I had no time to drink from it, however, for just as I was raising it to my lips Mr. Macfarlane’s paper ball dropped from the ceiling into the liquor.
“Bunkered, by God!” cried Mr. Macfarlane, amidst a shout of laughter.
I looked at Macfarlane with some reserve.
“I don’t understand,” I began.
“Don’t move, man!” cried he, as he forced me back into my chair, and dropping the fire-irons with a clatter on to the floor, he tried to scoop the ball out of the glass with the point of Clutterbuck’s sword-sheath.

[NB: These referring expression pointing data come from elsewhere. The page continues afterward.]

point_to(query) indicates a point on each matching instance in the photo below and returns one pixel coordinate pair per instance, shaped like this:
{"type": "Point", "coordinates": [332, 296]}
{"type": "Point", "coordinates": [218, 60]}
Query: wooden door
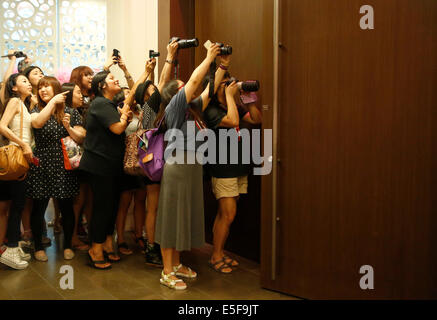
{"type": "Point", "coordinates": [357, 149]}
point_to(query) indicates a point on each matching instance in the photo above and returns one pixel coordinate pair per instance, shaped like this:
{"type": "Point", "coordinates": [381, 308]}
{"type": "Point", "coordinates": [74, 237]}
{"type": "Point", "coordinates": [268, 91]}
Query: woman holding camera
{"type": "Point", "coordinates": [52, 121]}
{"type": "Point", "coordinates": [15, 125]}
{"type": "Point", "coordinates": [103, 161]}
{"type": "Point", "coordinates": [180, 220]}
{"type": "Point", "coordinates": [149, 97]}
{"type": "Point", "coordinates": [228, 180]}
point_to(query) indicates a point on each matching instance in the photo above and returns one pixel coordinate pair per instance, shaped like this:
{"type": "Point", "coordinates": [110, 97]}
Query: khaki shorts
{"type": "Point", "coordinates": [229, 187]}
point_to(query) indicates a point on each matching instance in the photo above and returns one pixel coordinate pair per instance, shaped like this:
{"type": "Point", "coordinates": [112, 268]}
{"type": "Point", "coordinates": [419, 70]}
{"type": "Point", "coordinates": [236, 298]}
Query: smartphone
{"type": "Point", "coordinates": [207, 44]}
{"type": "Point", "coordinates": [116, 53]}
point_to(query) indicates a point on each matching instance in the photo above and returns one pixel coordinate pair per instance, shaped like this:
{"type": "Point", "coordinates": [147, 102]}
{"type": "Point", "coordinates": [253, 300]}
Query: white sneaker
{"type": "Point", "coordinates": [24, 256]}
{"type": "Point", "coordinates": [11, 257]}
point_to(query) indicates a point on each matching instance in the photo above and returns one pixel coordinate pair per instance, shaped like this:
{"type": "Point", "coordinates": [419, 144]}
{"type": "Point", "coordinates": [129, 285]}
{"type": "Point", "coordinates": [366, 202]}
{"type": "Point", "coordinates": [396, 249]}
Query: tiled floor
{"type": "Point", "coordinates": [130, 279]}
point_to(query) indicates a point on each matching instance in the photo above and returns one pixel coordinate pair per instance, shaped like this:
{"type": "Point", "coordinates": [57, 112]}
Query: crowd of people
{"type": "Point", "coordinates": [37, 112]}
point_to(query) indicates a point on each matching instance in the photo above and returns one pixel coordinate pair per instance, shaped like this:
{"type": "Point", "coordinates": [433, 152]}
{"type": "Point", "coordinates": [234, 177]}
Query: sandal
{"type": "Point", "coordinates": [231, 262]}
{"type": "Point", "coordinates": [124, 249]}
{"type": "Point", "coordinates": [215, 266]}
{"type": "Point", "coordinates": [190, 275]}
{"type": "Point", "coordinates": [141, 245]}
{"type": "Point", "coordinates": [94, 263]}
{"type": "Point", "coordinates": [79, 245]}
{"type": "Point", "coordinates": [166, 281]}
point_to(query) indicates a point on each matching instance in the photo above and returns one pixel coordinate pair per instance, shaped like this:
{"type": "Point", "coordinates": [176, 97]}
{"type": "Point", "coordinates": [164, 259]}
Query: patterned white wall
{"type": "Point", "coordinates": [55, 33]}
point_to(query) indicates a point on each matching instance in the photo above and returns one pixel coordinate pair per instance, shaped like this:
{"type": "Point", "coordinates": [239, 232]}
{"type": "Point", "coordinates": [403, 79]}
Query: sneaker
{"type": "Point", "coordinates": [24, 256]}
{"type": "Point", "coordinates": [11, 257]}
{"type": "Point", "coordinates": [153, 255]}
{"type": "Point", "coordinates": [46, 241]}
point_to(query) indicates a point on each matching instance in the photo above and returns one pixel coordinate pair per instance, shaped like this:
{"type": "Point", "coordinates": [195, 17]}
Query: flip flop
{"type": "Point", "coordinates": [218, 269]}
{"type": "Point", "coordinates": [124, 246]}
{"type": "Point", "coordinates": [233, 263]}
{"type": "Point", "coordinates": [94, 263]}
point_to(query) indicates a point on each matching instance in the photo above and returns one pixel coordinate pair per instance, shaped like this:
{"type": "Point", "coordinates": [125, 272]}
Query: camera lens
{"type": "Point", "coordinates": [250, 86]}
{"type": "Point", "coordinates": [225, 51]}
{"type": "Point", "coordinates": [185, 44]}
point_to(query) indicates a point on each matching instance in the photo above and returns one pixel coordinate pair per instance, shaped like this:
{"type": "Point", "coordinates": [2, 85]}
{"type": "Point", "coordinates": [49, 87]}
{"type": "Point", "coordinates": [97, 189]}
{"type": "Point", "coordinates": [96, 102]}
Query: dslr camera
{"type": "Point", "coordinates": [185, 44]}
{"type": "Point", "coordinates": [224, 50]}
{"type": "Point", "coordinates": [247, 86]}
{"type": "Point", "coordinates": [153, 54]}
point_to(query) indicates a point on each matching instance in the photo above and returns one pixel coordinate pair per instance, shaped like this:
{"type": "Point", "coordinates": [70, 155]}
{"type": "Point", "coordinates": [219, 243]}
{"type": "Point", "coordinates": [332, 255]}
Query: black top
{"type": "Point", "coordinates": [213, 116]}
{"type": "Point", "coordinates": [104, 150]}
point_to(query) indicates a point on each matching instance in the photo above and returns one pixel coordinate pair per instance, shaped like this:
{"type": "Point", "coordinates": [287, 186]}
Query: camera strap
{"type": "Point", "coordinates": [212, 69]}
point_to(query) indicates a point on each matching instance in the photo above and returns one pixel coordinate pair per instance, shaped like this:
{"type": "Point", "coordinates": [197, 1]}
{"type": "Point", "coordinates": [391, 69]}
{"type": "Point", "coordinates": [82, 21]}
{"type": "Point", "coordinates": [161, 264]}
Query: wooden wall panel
{"type": "Point", "coordinates": [357, 173]}
{"type": "Point", "coordinates": [240, 24]}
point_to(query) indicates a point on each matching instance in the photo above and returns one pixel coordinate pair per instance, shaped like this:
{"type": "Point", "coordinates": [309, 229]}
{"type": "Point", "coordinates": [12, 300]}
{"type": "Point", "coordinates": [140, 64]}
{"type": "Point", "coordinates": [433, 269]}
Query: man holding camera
{"type": "Point", "coordinates": [228, 180]}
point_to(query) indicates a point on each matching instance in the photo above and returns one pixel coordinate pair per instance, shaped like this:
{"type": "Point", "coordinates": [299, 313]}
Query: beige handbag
{"type": "Point", "coordinates": [131, 163]}
{"type": "Point", "coordinates": [13, 164]}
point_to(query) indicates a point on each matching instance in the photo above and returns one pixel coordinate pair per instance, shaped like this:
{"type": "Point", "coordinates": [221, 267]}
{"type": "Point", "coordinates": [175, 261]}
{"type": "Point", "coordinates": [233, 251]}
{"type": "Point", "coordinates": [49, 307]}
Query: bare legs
{"type": "Point", "coordinates": [125, 200]}
{"type": "Point", "coordinates": [4, 208]}
{"type": "Point", "coordinates": [152, 208]}
{"type": "Point", "coordinates": [79, 202]}
{"type": "Point", "coordinates": [25, 218]}
{"type": "Point", "coordinates": [225, 216]}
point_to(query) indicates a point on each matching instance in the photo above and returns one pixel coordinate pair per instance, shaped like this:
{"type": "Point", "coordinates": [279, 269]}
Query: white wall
{"type": "Point", "coordinates": [132, 29]}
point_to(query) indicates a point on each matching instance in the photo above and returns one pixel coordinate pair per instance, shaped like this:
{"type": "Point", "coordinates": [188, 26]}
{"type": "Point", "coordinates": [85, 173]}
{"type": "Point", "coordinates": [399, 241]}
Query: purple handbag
{"type": "Point", "coordinates": [151, 153]}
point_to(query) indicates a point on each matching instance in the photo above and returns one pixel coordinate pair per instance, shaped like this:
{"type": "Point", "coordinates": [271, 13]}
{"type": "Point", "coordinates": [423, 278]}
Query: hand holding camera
{"type": "Point", "coordinates": [172, 49]}
{"type": "Point", "coordinates": [185, 44]}
{"type": "Point", "coordinates": [60, 98]}
{"type": "Point", "coordinates": [232, 89]}
{"type": "Point", "coordinates": [213, 52]}
{"type": "Point", "coordinates": [111, 61]}
{"type": "Point", "coordinates": [150, 65]}
{"type": "Point", "coordinates": [153, 54]}
{"type": "Point", "coordinates": [225, 61]}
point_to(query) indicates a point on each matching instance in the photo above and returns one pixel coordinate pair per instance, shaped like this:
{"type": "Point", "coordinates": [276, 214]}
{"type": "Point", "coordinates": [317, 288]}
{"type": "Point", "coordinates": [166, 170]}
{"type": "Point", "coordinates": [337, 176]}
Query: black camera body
{"type": "Point", "coordinates": [153, 54]}
{"type": "Point", "coordinates": [247, 86]}
{"type": "Point", "coordinates": [20, 54]}
{"type": "Point", "coordinates": [185, 44]}
{"type": "Point", "coordinates": [224, 50]}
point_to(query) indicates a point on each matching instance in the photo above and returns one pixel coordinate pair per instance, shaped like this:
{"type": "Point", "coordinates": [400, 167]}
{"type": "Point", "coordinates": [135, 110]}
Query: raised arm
{"type": "Point", "coordinates": [219, 75]}
{"type": "Point", "coordinates": [232, 118]}
{"type": "Point", "coordinates": [254, 115]}
{"type": "Point", "coordinates": [150, 66]}
{"type": "Point", "coordinates": [200, 72]}
{"type": "Point", "coordinates": [8, 73]}
{"type": "Point", "coordinates": [11, 110]}
{"type": "Point", "coordinates": [40, 119]}
{"type": "Point", "coordinates": [129, 79]}
{"type": "Point", "coordinates": [172, 49]}
{"type": "Point", "coordinates": [126, 115]}
{"type": "Point", "coordinates": [77, 133]}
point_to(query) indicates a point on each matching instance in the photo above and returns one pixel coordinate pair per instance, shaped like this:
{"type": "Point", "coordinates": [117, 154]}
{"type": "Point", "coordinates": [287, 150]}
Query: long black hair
{"type": "Point", "coordinates": [98, 83]}
{"type": "Point", "coordinates": [9, 93]}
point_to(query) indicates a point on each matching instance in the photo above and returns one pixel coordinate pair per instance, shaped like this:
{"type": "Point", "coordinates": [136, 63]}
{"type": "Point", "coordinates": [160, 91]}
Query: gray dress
{"type": "Point", "coordinates": [180, 220]}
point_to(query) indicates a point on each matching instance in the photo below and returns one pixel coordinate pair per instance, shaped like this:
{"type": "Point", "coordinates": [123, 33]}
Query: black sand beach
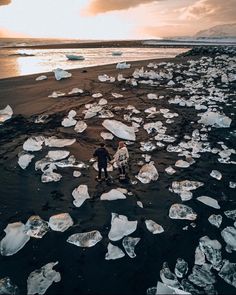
{"type": "Point", "coordinates": [85, 270]}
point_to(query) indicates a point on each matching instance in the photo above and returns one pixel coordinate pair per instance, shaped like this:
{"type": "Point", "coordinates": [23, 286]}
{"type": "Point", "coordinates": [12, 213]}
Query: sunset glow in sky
{"type": "Point", "coordinates": [111, 19]}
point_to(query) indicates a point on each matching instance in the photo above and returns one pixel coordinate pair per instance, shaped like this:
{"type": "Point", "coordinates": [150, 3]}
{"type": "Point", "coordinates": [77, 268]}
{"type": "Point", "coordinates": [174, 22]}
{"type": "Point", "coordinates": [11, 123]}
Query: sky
{"type": "Point", "coordinates": [112, 19]}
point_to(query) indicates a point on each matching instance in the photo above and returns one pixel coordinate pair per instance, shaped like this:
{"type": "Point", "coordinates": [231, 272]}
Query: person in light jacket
{"type": "Point", "coordinates": [121, 158]}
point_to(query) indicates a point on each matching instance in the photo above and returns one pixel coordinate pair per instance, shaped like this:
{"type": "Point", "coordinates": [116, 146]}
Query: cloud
{"type": "Point", "coordinates": [5, 2]}
{"type": "Point", "coordinates": [101, 6]}
{"type": "Point", "coordinates": [212, 10]}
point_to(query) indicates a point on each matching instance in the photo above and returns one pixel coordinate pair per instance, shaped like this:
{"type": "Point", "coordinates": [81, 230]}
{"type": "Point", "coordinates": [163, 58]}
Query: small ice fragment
{"type": "Point", "coordinates": [140, 204]}
{"type": "Point", "coordinates": [209, 201]}
{"type": "Point", "coordinates": [5, 114]}
{"type": "Point", "coordinates": [107, 135]}
{"type": "Point", "coordinates": [14, 240]}
{"type": "Point", "coordinates": [24, 159]}
{"type": "Point", "coordinates": [61, 74]}
{"type": "Point", "coordinates": [80, 127]}
{"type": "Point", "coordinates": [119, 129]}
{"type": "Point", "coordinates": [36, 227]}
{"type": "Point", "coordinates": [148, 173]}
{"type": "Point", "coordinates": [216, 174]}
{"type": "Point", "coordinates": [76, 173]}
{"type": "Point", "coordinates": [215, 220]}
{"type": "Point", "coordinates": [60, 222]}
{"type": "Point", "coordinates": [87, 239]}
{"type": "Point", "coordinates": [120, 227]}
{"type": "Point", "coordinates": [180, 211]}
{"type": "Point", "coordinates": [169, 170]}
{"type": "Point", "coordinates": [112, 195]}
{"type": "Point", "coordinates": [7, 287]}
{"type": "Point", "coordinates": [80, 194]}
{"type": "Point", "coordinates": [42, 77]}
{"type": "Point", "coordinates": [57, 155]}
{"type": "Point", "coordinates": [113, 252]}
{"type": "Point", "coordinates": [154, 227]}
{"type": "Point", "coordinates": [41, 279]}
{"type": "Point", "coordinates": [129, 244]}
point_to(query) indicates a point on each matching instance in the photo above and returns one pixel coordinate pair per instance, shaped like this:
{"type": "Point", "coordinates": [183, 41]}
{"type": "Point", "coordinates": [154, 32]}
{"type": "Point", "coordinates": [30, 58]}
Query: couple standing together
{"type": "Point", "coordinates": [120, 158]}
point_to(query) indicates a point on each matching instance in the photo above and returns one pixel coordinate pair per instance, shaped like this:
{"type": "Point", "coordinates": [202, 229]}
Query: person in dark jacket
{"type": "Point", "coordinates": [102, 156]}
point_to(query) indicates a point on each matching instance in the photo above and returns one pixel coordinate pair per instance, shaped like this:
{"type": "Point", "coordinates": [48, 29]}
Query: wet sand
{"type": "Point", "coordinates": [85, 271]}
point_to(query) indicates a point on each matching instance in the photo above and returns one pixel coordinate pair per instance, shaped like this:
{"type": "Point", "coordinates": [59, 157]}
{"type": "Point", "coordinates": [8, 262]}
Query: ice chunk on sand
{"type": "Point", "coordinates": [113, 252]}
{"type": "Point", "coordinates": [230, 214]}
{"type": "Point", "coordinates": [57, 155]}
{"type": "Point", "coordinates": [209, 201]}
{"type": "Point", "coordinates": [168, 277]}
{"type": "Point", "coordinates": [57, 142]}
{"type": "Point", "coordinates": [122, 65]}
{"type": "Point", "coordinates": [5, 114]}
{"type": "Point", "coordinates": [61, 74]}
{"type": "Point", "coordinates": [202, 276]}
{"type": "Point", "coordinates": [80, 194]}
{"type": "Point", "coordinates": [107, 135]}
{"type": "Point", "coordinates": [216, 174]}
{"type": "Point", "coordinates": [147, 173]}
{"type": "Point", "coordinates": [129, 244]}
{"type": "Point", "coordinates": [184, 188]}
{"type": "Point", "coordinates": [154, 227]}
{"type": "Point", "coordinates": [227, 273]}
{"type": "Point", "coordinates": [215, 220]}
{"type": "Point", "coordinates": [215, 119]}
{"type": "Point", "coordinates": [60, 222]}
{"type": "Point", "coordinates": [14, 240]}
{"type": "Point", "coordinates": [80, 126]}
{"type": "Point", "coordinates": [121, 227]}
{"type": "Point", "coordinates": [40, 78]}
{"type": "Point", "coordinates": [212, 250]}
{"type": "Point", "coordinates": [33, 144]}
{"type": "Point", "coordinates": [113, 194]}
{"type": "Point", "coordinates": [180, 211]}
{"type": "Point", "coordinates": [229, 236]}
{"type": "Point", "coordinates": [36, 227]}
{"type": "Point", "coordinates": [88, 239]}
{"type": "Point", "coordinates": [24, 159]}
{"type": "Point", "coordinates": [181, 268]}
{"type": "Point", "coordinates": [182, 164]}
{"type": "Point", "coordinates": [119, 129]}
{"type": "Point", "coordinates": [7, 287]}
{"type": "Point", "coordinates": [41, 279]}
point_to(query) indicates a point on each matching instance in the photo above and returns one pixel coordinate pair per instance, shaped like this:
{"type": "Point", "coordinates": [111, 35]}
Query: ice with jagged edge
{"type": "Point", "coordinates": [147, 173]}
{"type": "Point", "coordinates": [154, 227]}
{"type": "Point", "coordinates": [180, 211]}
{"type": "Point", "coordinates": [60, 222]}
{"type": "Point", "coordinates": [129, 244]}
{"type": "Point", "coordinates": [113, 252]}
{"type": "Point", "coordinates": [119, 129]}
{"type": "Point", "coordinates": [112, 195]}
{"type": "Point", "coordinates": [209, 201]}
{"type": "Point", "coordinates": [80, 194]}
{"type": "Point", "coordinates": [24, 159]}
{"type": "Point", "coordinates": [215, 220]}
{"type": "Point", "coordinates": [8, 287]}
{"type": "Point", "coordinates": [121, 227]}
{"type": "Point", "coordinates": [15, 239]}
{"type": "Point", "coordinates": [41, 279]}
{"type": "Point", "coordinates": [229, 236]}
{"type": "Point", "coordinates": [87, 239]}
{"type": "Point", "coordinates": [36, 227]}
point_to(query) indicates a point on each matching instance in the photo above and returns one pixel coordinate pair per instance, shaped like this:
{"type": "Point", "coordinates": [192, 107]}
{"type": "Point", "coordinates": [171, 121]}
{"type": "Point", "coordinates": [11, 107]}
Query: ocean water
{"type": "Point", "coordinates": [18, 62]}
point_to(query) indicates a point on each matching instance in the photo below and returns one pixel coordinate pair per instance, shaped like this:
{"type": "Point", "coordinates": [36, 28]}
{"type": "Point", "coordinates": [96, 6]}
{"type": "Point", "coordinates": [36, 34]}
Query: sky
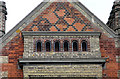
{"type": "Point", "coordinates": [18, 9]}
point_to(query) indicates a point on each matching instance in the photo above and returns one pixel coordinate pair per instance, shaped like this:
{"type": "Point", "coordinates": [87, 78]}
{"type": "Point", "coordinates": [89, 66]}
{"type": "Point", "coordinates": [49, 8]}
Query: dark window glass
{"type": "Point", "coordinates": [84, 46]}
{"type": "Point", "coordinates": [66, 46]}
{"type": "Point", "coordinates": [39, 47]}
{"type": "Point", "coordinates": [75, 46]}
{"type": "Point", "coordinates": [48, 46]}
{"type": "Point", "coordinates": [57, 46]}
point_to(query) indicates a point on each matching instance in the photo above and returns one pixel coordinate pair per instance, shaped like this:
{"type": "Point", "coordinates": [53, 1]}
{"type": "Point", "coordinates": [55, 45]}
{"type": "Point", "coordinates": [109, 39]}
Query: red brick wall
{"type": "Point", "coordinates": [48, 21]}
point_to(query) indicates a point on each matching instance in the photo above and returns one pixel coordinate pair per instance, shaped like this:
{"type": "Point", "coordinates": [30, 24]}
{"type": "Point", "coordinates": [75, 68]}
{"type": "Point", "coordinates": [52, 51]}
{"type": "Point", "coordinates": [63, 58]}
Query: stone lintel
{"type": "Point", "coordinates": [63, 60]}
{"type": "Point", "coordinates": [48, 33]}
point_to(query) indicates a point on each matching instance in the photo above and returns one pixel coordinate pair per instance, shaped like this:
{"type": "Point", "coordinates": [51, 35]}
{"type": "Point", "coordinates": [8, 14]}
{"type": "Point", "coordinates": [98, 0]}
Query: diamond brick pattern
{"type": "Point", "coordinates": [60, 16]}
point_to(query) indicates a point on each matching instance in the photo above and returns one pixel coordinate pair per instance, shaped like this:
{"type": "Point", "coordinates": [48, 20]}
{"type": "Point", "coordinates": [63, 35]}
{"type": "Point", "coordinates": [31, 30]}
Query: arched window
{"type": "Point", "coordinates": [48, 46]}
{"type": "Point", "coordinates": [39, 46]}
{"type": "Point", "coordinates": [66, 46]}
{"type": "Point", "coordinates": [75, 46]}
{"type": "Point", "coordinates": [84, 45]}
{"type": "Point", "coordinates": [57, 46]}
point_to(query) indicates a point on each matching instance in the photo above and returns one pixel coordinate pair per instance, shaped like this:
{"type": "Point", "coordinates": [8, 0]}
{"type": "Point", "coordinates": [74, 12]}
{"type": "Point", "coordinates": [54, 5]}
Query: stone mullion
{"type": "Point", "coordinates": [79, 45]}
{"type": "Point", "coordinates": [61, 45]}
{"type": "Point", "coordinates": [52, 45]}
{"type": "Point", "coordinates": [70, 45]}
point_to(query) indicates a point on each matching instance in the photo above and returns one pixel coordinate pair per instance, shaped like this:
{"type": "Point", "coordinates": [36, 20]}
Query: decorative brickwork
{"type": "Point", "coordinates": [61, 16]}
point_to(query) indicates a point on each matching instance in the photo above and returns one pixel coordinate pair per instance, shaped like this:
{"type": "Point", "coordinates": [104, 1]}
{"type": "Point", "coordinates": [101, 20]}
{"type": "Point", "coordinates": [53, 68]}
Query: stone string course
{"type": "Point", "coordinates": [72, 70]}
{"type": "Point", "coordinates": [13, 46]}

He missed the glass; the sheath caught me full on the knuckles; I opened my hand and—-
“Sir, you have ruined my game,” said Mr. Macfarlane, with considerable heat.
“And a good thing too,” said I, “for a sillier game I never saw in all my life.”
“Gentlemen,” cried Lieutenant Clutterbuck, though he did not articulate the word with his customary precision; but his intentions were undoubtedly pacific. He happened to be holding the last of his decanters in his hand, and he swung it to and fro. “Gentlemen,” he repeated, and as if to keep me company, he let the decanter slip out of his hand. It fell on the floor and split with a loud noise. “Well,” said he, solemnly, “I have dropped a brooch,” and he fumbled at his cravat.
Another peal of laughter went up; and while it was still ringing, a man–what his name was I cannot remember, even if I ever knew it; I saw him for the first time that evening, and I have only once seen him since, but he was certainly–more sober than the rest–stooped over my chair and caught me by the arm.